An Investigation was carried out by the UK AAIB. Flight Data Recorder (FDR) data was successfully downloaded; data from the 30 minute Cockpit Voice Recorder (CVR) had been overwritten during the subsequent flight.
The pilots of the next aircraft in line for departure saw "two large sections of asphalt, the largest section estimated to be 2 m by 3 m, slowly lift and disintegrate as the aircraft started its takeoff roll" and reported this to ATC. Having heard this, the Commander of the departed aircraft asked if the observing crew had seen any damage to his aircraft and were told that they had not. In the light of this information, and in the absence of any evidence of abnormal handling, he decided to continue the flight.
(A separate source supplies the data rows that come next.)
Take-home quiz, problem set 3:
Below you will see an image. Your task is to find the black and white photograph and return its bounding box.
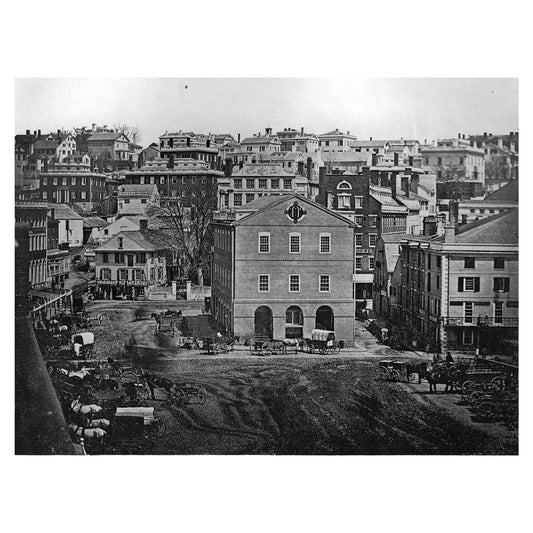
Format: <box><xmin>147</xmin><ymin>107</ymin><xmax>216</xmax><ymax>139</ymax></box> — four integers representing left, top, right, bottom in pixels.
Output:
<box><xmin>14</xmin><ymin>77</ymin><xmax>519</xmax><ymax>456</ymax></box>
<box><xmin>4</xmin><ymin>1</ymin><xmax>529</xmax><ymax>532</ymax></box>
No evidence which might have suggested damage was detected during the remainder of the flight and it was only after a routine engineering inspection at the destination after the crew had left the aircraft that significant damage to left tailplane and left elevator, as illustrated below, was discovered.
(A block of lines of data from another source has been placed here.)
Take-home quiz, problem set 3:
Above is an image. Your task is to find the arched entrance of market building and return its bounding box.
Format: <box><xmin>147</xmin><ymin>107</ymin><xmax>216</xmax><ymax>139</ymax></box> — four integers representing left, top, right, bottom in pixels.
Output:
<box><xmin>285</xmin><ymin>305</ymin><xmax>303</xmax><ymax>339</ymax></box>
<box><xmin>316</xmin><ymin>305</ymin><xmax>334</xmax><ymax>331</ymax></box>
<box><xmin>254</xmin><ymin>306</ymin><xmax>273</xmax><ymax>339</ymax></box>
At Aberdeen, pieces of the damaged elevator were found in the grass area behind the Runway 16 threshold close to the extended centreline with the most distant being 132 metres from the threshold. Most of the damage to the blast pad (also sometimes referred to as an erosion strip), which was an 8.4 metre long asphalt surfaced area extending well beyond both edges of the 45 metre-wide runway, consisted of the complete break up of the material comprising its 13 metre-wide central section. Most of the asphalt was found in the grass beyond the blast pad, some as far as 20 metres away, with the rest piled up loose in its damaged area or on the adjacent runway surface. The largest piece found within the area of the damaged blast pad was approximately 1.8 metres by 1.5 metres, 6 cm thick and weighed approximately 340 kg. The surface below the missing asphalt was found to consist of "stones and dirt with almost no bitumen residue". Some of the stones from this surface were found on the runway. It was noted that most of the bitumen sealing between the end of the runway and the blast pad had detached with the asphalt. An abbreviated form of runway inspection was found to have been carried out two minutes prior to the departure under investigation and a full runway inspection some 6/7 hours earlier during the hours of darkness.
Using FDR data, a reconstruction of the ground track used by the aircraft was made. This indicated that, having determined that a full length take off with high thrust applied prior to brake release was appropriate for the take off, the aircraft commander had taxied the aircraft onto the runway by taking the main landing gear close to the end of the runway before completing the 125º right turn necessary to get the aircraft lined up on the runway centreline. Left engine thrust up to 40% N1 was used to achieve the right turn, at which time that engine would probably have been over the blast pad. Once on the centreline, the aircraft had held position with the brakes applied for a minute. Prior to brake release, engine thrust was in line with normal procedures to "approximately 40% N1" to allow engine stabilisation and then, after three seconds, the increase in thrust was resumed, reaching 95% after 14 seconds, and 100% 2 seconds prior to brake release.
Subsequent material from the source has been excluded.